Employer's bad behaviour renders termination clause unenforceable
There have been many decisions over the past several years which evaluate the enforceability of various termination provisions to determine an employee’s entitlements on dismissal. Often these cases turn on the wording of the clauses themselves.
However, in the case of Humphrey v Mene, the court was primarily concerned with whether or not the employer’s conduct had effectively resulted in a repudiation of the contract, thus disentitling the employer to rely on it to their benefit.
The employee began her career with the employer in the role of vice president of operations pursuant to a Consulting Services Agreement, later advancing to the position of COO. Eventually, on Jan. 1, 2019, she became an employee pursuant to the terms of an Employment Agreement she signed in December 2018. The agreement contained a without cause termination provision which purported to restrict the employee to her minimum entitlements under the Employment Standards Act, 2000.
Not even a month later, the employee reached out to the employer to request a salary review, noting that there had been no discussion regarding her compensation since the business was still in development several years prior. The employer was not pleased with her request and questioned her “dedication to the business”.
Nevertheless, on Feb. 16, 2019, the employee followed up with the employer regarding her request. Two days later, she received a letter advising her that following “conversations with senior management and an investigation of recent performance,” the company had decided to remove her as COO effective immediately, and place her on suspension for two weeks, pending a final decision regarding whether she would be dismissed or demoted to a non-executive level position.

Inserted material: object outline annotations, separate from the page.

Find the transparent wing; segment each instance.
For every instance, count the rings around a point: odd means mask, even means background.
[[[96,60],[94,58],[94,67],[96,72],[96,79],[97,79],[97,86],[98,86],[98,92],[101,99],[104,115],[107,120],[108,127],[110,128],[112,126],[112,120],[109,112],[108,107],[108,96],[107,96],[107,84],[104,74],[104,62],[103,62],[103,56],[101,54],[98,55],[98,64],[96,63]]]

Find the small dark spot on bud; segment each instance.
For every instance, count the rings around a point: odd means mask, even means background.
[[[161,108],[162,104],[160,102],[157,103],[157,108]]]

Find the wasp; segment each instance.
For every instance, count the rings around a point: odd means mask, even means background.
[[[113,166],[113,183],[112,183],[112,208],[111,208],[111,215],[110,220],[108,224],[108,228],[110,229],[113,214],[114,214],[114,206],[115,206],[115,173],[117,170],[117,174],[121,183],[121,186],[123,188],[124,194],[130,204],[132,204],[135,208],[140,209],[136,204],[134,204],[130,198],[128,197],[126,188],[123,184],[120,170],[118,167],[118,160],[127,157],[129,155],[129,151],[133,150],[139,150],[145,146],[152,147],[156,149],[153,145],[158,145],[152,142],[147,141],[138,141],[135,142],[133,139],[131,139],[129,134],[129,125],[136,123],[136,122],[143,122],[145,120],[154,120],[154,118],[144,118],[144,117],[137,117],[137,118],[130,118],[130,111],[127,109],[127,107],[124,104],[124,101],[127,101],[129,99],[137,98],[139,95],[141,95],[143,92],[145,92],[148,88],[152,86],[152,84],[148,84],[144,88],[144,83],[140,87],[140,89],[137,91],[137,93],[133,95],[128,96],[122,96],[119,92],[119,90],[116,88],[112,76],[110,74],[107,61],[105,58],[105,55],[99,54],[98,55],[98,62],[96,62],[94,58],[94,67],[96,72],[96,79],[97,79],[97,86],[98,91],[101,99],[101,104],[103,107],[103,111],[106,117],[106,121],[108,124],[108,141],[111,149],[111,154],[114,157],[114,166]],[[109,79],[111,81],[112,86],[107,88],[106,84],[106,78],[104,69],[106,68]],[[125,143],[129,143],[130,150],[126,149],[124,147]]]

Prior to receiving the suspension letter, the employee had been contacted by a vendor who had been advised by the employer that the employee no longer worked there. In addition, the employer had sent a Slack message to all employees advising them that the company had made the decision to suspend the employee “pending further investigation into a few matters” and that she was “not the right person to serve as COO”. The employee’s access to all work-related systems was cut off, and she was locked out of the premises.
The employee’s legal counsel sent a letter to the employer disputing the allegations in the letter of suspension and making it clear that she would not accept any other position within the company. In response, the company proceeded to terminate the employee’s employment for just cause, citing a multitude of complaints and claiming to have significant evidence in support of same.
The employee brought a claim seeking damages for wrongful dismissal as well as aggravated and punitive damages. She argued that the termination clause in her employment agreement was unenforceable and/or that the company should not be entitled to rely on it based on their conduct.
The court’s analysis
Allegations of just cause: In reviewing the multitude of issues raised by the employer in its termination letter, the court found that there were only two legitimate issues brought to the employee’s attention, neither of which supported cause termination. The court described all other issues noted in the termination letter as exaggerated and without merit, designed purely to penalize and bully the employee into not bringing a legal claim.
The contract was unenforceable: The court had little difficulty concluding that the without cause termination provision in the employment agreement was unenforceable. In this case, the issue was not with the wording of the clause, but the lack of consideration that was provided to the employee when she signed the agreement. The court found that even when she had been identified as a “consultant”, it was clear that she was, in reality, an employee. As she was already an employee at the time that she signed the employment agreement, and there was no other benefit offered to her in exchange for her signing, the agreement itself was void due to lack of consideration.
Repudiation of the contract: Although it was unnecessary to do so, the court went on to analyze the employee’s second, and main, argument, that the employer’s conduct constituted a repudiation of the contract and disentitled them to rely on the without cause termination provision.
The court found that the employer had repudiated the contract, but went on to note that “merely terminating an employment agreement or constructively dismissing an employee is not necessarily a repudiation which disentitles an employer from relying on a negotiated without cause termination provision.” In other words, not all cases where an employer alleges cause and fails, or withdraws its cause allegations, or otherwise repudiates an employment agreement, will be precluded from relying on a without cause termination provision. This will depend on the construction of the without cause termination provision (i.e. does the clause contemplate that it will apply in the circumstances) as well as the conduct of the employer.
The court noted that “there are some breaches or acts of repudiation which are so significant, or of such an order of magnitude, that they render a without cause termination provision unenforceable”, even where the clause is properly constructed. This was such a case. This conduct included: setting the employee up to fail, subjecting her to a toxic workplace, embarrassing and humiliating her before co-workers and clients after her suspension, significantly exaggerating performance issues and the evidence it had in support of these issues, and alleging cause when it knew or should have known it did not have it.
The court awarded the employee 12 months of pay in lieu of notice, which it reduced to 11 months based on some mitigation issues raised by the employer, aggravated damages in the amount of $50,000 and punitive damages in the amount of $25,000.
This case is a helpful reminder for all employers that they have a fundamental duty to treat employees with dignity and respect, and that breaching that duty can have significant consequences.
It was not the fact that the employer constructively dismissed the employee in this case, or made allegations of cause at the time of dismissal, but the egregious manner in which the employer behaved in the course of these actions that gave rise to this significant award. Not only can it lead to bad faith damages, it can nullify a valid termination clause.